Admiral reports "transformational year"

By Mark Wingett

- Last updated on GMT

'Transformational year' at Admiral Taverns
'Transformational year' at Admiral Taverns
Admiral Taverns, the 1,300-strong tenanted pub company, wiped a further £76.7m off its debt in the year to May 2011, as it trimmed its estate by 16.3% and reported a 6.9% rise in turnover per pub.

The group, which is led by Jonathan Paveley, reduced its debts by 25.6% during the year to £223m, and has trimmed a further £28m of this figure since the year end.

It said that the year had been a “transformational” one for the group and that it was now in a strong position to withstand the difficult economic environment affecting the UK consumer, and to take advantage of the strategic opportunities that were now arising in the sector.

The company disposed of 477 sites during the period, raising £82.6m, giving an average sale price of just over £173,000 per pub.
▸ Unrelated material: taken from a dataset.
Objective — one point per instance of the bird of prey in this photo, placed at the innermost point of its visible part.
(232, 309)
The majority of the funds raised were used to pay down debt. It has disposed of a further 164 sites since the end of May reducing the business to a “good quality core estate”.
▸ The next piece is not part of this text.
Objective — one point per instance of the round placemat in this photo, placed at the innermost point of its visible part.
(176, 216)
On the back of the disposals, turnover across the group fell by 12.6% to £106.7m during the year, while operating profit declined 15.1% to £30.6m.

The group said that despite the uncertain economic outlook, its performance had been “robust”, with the business remaining “significantly ahead” of budget, a trend, which it said had continued into its current financial year.

Operating profit per pub rose 4% during the year, this had climbed to 5% since the year end. Operating profit margins improved from 28.0% to 28.7%.

Paveley, executive chairman, said: “Admiral continues to make good progress towards its long-term objectives of improving the quality of its earnings and pub estate. This involves selling less sustainable sites, using the proceeds to repay debt, reinvesting cash generated from operations into those pubs with a good future and strengthening our team and all aspects of our operations.”

Average rent per Admiral pub stood at approximately £15-16,000, which the group said was a result of the “sound financial position of the business and its balance sheet”, that allowed it to identify appropriate, sustainable rental levels based on “a realistic assessment of the future performance of the pub, and not driven by group debt obligations”.

It said it continued to provide non-contractual support to its licensees by way of temporary rent concessions and additional beer discounts, as well as continuing to invest in pubs alongside licensees.

During the year, the annual value of such discounts and rent concessions was approximately £4m, while the level of capital investment was £5m, including £1.7m deployed to projects specifically designed to develop pubs and further drive trade.

The business was refinanced in November 2009 under the auspices of Lloyds Banking Group and the group said that its new strategy allowed it to perform ahead of the agreed refinancing plan, with debt repayment also well ahead.